Ma da quell'angolo di mondo incomparabilmente più alto, riusciva finalmente a vedere tutto nella giusta prospettiva. Adesso sapeva come agire. Ebbe una fitta al cuore. La maledizione cominciava a fare effetto, e non gli sarebbe rimasto molto tempo. Sentiva il veleno appropriarsi delle membra senza il minimo ritegno.
I pensieri indugiarono su Kora, che nei recessi della sua mente cavalcava libera, inondata dai raggi dell'arco d'argento, cristallizzata in un ricordo lontano, ma non per questo meno prezioso o dimenticato.
Se li teneva stretti, quegli sprazzi d'esistenza, poichè null'altro gli era rimasto.
Steli d'erba in pugno, così sottili, così sfuggenti. Lo colpì un'altra fitta. Barcollò per un istante, poi si volse deciso a metter fine alla questione. Il terreno sfrigolò sotto i suoi passi, quando raggiunse il culmine del costone roccioso. Ogni angolo di Namaeria sembrava farsi piccolo, da quell'altezza, mentre il gelido vento del Nord si sfogava in violente sferzate.
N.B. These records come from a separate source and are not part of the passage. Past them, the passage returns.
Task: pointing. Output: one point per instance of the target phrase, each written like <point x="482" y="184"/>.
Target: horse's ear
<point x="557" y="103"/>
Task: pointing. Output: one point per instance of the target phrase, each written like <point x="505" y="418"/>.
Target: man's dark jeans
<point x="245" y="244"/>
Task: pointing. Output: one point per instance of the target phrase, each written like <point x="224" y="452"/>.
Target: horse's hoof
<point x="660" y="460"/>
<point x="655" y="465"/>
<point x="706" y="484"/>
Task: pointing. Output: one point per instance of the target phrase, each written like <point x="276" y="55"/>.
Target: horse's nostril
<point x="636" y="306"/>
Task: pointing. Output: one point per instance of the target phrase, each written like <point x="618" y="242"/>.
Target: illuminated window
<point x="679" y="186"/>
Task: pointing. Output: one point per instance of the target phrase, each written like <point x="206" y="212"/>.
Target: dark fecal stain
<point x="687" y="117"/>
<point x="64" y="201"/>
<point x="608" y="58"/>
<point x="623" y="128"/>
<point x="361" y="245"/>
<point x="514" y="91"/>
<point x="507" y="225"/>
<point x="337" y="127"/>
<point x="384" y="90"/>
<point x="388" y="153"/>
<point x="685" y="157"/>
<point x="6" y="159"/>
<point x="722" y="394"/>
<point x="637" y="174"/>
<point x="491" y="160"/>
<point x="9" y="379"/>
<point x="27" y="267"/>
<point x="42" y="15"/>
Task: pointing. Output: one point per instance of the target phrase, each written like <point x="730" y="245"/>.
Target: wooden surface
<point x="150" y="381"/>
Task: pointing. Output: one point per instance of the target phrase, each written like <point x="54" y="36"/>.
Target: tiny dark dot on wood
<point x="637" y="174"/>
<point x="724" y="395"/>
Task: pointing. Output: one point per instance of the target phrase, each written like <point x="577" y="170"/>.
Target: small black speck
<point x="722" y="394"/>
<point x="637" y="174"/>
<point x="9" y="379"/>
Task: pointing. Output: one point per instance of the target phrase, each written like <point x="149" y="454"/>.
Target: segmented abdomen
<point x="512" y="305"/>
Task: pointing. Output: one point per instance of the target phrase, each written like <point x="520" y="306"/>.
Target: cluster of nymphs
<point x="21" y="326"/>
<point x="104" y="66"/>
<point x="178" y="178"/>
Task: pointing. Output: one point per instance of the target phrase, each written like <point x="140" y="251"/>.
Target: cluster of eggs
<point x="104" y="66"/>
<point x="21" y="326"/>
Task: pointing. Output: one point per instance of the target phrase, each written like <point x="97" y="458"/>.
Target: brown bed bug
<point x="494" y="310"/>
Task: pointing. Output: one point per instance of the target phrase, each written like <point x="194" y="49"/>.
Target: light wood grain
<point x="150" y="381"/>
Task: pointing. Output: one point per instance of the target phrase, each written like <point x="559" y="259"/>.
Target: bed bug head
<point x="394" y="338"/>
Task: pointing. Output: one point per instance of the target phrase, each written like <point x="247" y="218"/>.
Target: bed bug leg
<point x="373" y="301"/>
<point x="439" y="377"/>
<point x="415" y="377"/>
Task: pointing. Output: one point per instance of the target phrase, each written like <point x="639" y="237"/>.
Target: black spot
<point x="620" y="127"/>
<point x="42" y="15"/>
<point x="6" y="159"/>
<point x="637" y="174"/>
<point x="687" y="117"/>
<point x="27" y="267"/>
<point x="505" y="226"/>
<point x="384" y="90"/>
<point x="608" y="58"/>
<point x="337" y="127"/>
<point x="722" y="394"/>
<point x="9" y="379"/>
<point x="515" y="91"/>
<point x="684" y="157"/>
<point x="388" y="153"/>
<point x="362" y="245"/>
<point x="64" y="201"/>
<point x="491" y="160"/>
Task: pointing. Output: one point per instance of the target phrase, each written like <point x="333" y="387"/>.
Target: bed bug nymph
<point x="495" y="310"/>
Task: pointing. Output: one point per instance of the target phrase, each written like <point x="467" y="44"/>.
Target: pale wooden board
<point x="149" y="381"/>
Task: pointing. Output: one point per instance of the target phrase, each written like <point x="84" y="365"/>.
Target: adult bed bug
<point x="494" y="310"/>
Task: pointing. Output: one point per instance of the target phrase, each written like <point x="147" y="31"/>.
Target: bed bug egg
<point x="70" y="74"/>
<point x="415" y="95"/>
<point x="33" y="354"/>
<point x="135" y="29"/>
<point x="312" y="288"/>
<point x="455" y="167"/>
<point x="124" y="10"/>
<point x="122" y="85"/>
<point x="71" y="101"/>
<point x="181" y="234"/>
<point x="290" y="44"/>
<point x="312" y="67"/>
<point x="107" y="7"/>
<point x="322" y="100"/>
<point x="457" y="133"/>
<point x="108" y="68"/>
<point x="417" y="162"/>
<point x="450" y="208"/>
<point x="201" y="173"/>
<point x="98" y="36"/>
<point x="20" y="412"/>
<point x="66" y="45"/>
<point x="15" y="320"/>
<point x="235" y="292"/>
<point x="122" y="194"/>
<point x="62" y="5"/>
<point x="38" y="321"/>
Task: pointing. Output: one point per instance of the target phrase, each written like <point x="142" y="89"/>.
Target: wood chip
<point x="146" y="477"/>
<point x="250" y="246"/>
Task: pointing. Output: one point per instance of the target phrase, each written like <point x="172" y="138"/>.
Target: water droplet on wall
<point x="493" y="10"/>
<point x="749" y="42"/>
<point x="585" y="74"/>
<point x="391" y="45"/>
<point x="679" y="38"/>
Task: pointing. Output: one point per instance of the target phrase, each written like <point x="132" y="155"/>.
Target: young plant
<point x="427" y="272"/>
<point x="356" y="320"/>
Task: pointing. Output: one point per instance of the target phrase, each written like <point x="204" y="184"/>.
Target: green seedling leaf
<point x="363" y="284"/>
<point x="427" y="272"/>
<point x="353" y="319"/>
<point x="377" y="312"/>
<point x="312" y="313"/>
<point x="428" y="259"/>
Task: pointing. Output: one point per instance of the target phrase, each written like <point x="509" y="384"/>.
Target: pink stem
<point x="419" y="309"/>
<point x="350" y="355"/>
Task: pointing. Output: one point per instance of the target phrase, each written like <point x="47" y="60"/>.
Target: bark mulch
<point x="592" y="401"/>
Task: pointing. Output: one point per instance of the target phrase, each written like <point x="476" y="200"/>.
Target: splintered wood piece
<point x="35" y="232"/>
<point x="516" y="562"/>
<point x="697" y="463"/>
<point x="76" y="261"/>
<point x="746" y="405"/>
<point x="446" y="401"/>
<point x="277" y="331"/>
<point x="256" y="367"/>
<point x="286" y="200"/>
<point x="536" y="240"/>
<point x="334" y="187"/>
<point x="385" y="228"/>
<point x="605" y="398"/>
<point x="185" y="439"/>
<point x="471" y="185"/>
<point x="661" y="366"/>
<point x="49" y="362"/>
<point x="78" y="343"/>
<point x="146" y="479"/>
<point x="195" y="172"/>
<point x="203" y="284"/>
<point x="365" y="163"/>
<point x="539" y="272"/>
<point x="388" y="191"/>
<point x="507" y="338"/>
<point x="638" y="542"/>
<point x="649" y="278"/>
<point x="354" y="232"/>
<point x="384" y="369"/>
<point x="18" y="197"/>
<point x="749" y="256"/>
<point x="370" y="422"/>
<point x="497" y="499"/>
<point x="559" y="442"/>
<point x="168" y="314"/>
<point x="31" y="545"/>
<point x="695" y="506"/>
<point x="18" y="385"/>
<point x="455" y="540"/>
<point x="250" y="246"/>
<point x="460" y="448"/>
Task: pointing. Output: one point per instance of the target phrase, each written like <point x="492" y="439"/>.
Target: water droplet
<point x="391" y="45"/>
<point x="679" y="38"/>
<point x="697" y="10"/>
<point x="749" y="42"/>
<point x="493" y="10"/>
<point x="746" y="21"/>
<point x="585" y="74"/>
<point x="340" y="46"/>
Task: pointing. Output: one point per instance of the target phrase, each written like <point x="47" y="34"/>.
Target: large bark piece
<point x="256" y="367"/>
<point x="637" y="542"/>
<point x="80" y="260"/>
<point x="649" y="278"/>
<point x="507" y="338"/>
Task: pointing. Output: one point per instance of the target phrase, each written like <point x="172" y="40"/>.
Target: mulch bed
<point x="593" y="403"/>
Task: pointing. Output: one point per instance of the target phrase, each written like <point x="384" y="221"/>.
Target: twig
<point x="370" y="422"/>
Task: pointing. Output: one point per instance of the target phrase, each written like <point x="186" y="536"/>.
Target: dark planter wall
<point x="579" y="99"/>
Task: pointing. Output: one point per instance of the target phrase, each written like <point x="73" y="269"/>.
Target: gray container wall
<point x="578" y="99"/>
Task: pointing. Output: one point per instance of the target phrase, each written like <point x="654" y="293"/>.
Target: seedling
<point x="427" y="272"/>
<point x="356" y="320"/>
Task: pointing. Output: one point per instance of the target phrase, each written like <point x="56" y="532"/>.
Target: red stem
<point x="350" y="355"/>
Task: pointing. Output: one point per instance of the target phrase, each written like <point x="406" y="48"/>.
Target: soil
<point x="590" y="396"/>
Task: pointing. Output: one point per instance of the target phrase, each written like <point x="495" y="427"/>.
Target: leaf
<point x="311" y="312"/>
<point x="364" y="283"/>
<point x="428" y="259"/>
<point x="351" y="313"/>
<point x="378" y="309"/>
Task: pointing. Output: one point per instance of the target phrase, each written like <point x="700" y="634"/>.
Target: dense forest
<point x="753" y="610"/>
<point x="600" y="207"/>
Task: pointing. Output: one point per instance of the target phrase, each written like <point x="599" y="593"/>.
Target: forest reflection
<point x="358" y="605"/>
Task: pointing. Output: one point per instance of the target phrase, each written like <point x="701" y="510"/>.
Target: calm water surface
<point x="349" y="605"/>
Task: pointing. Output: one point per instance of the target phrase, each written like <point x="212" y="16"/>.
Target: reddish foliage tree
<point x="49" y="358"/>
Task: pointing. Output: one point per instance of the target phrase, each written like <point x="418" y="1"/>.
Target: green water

Il bosco di Toradir riluceva di verde oscurità da leghe di distanza. Era come un faro malefico, un canto delle sirene dalla mortale efficacia. Ma era la sua meta, e non vi era modo d'atterrarvi se non in volo, poichè le fronde degli alberi all'apparenza così placide erano invece custodi di un terribile incantesimo. Derfel esitò, pur sapendo da eoni che quei momenti sarebbero arrivati. Indietreggiò, e nel momento più fragile di tutti, lo colse la paura. Tremava visibilmente, pensando a ciò che lo aspettava. Streghe, spettri, e quant'altro partorito da quell'inferno. Abomini da sradicare che nulla avevano a che fare con ciò che aveva già combattuto.
E poi la sentì, la voce nella sua testa. Sussurrava, con le parvenze di un usignolo, che tutto sarebbe andato bene. La donna che amava era lì con lui, nell'attimo che avrebbe decretato il successo o il fallimento. Ne sentì il profumo, l'odore, persino lo sguardo. Riprese coraggio, pronto per la resa dei conti.
Si mise a correre, rendendo inquieta la spada tintinnante che giaceva nel fodero allacciato al fianco. Con un balzo si gettò nel vuoto, e la caduta fu da mozzare il fiato. Precipitò, velocissimo, fondendosi in un tutt'uno con le nuvole dell'aurora. Un attimo dopo riemerse dal candore, con le ali spiegate che rilucevano come membrane ai raggi del primo mattino, in un universo di sfumature. E dalla cima del monte Erb, ormai lontana, lo si poteva quasi veder sorridere, poichè il suo ultimo, lussureggiante volo non gli era mai parso tanto bello.